In mouse CNV, a role for the alternative complement pathway has been demonstrated by inhibition of the AP by CFB siRNA,
32 CFB gene knockout, and treatment with the inhibitor CR2-fH.
21 In these studies, CFB deficiency or AP inhibition was associated with a significant reduction in the size of CNV following laser injury, preserved retinal function, and decreased VEGF mRNA expression. After siRNA injection, CFB mRNA and protein was reduced to <95% within the eye, liver, and spleen, eliminating the possibility to examine tissue-specific contributions. In patients, the question whether global, liver-derived, or local, RPE-derived, production of complement is relevant for progression of AMD has been addressed in liver transplant patients. Lotery and colleagues
15 published a retrospective study on >200 liver transplant patients, documenting that AMD, 5 years after the transplant, was associated with recipient
CFH genotype. Rather than performing liver transplants, we generated mice expressing CFB uniquely in the RPE (i.e., CFB driven by RPE-specific promoter and crossed onto CFB-KO mice), the results of which demonstrated that local CFB expression and secretion in the eye appears to be sufficient to drive pathology. However, additional contributions by CFB recruited from the bloodstream cannot be excluded under normal conditions, since CFB-KO mice partially reconstituted with CFB-sufficient wild-type mouse serum developed larger CNV lesions than littermates injected with PBS only. After 200-μL serum application, assumed to result in maximum reconstitution of CFB to ∼35% to 43% of wild-type levels (based on a blood volume of 1.2–1.5 mL for an adult mouse and a blood-to-serum ratio of 3:1), mice exhibited ∼20% to 14% of wild-type levels of AP activity and generated 10% to 30% of maximal C3a levels when measured after 4 and 48 hours, respectively. These data suggest that mouse CFB is a relatively stable protein in blood, presumably supplying CFB for consumption in tissues, including the eye. Similar stability has been reported for human CFB, with a half-life of ∼72 hours.

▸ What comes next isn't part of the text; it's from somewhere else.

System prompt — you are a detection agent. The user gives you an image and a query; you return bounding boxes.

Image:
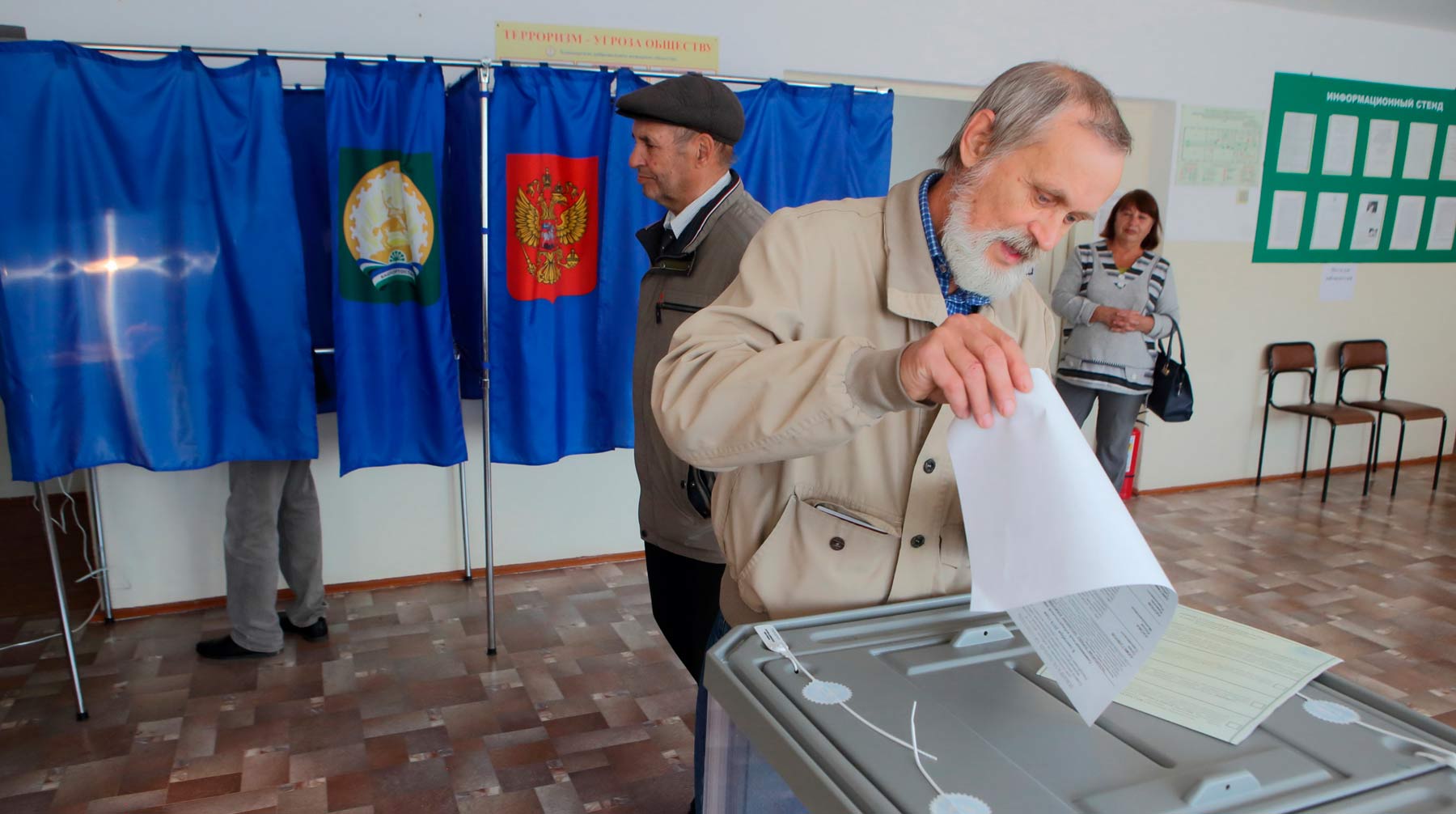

45 However, it is not clear how much of the systemically injected CFB is recruited to the CNV lesions. Likewise, the experiments utilizing the CFB-tg also did not provide a clear answer as to how much CFB is required to drive pathology in the eye, since we could not cleanly separate RPE and choroid in the mouse eye and hence determined the presence of CFB in the combined RPE-choroid samples from nonperfused animals. In addition, the amount generated, or importantly, the amount locally secreted might be significantly higher under CNV conditions; since we showed here that RPE cells from CFB-tg in culture secrete higher levels of CFB under oxidative stress conditions when compared to baseline.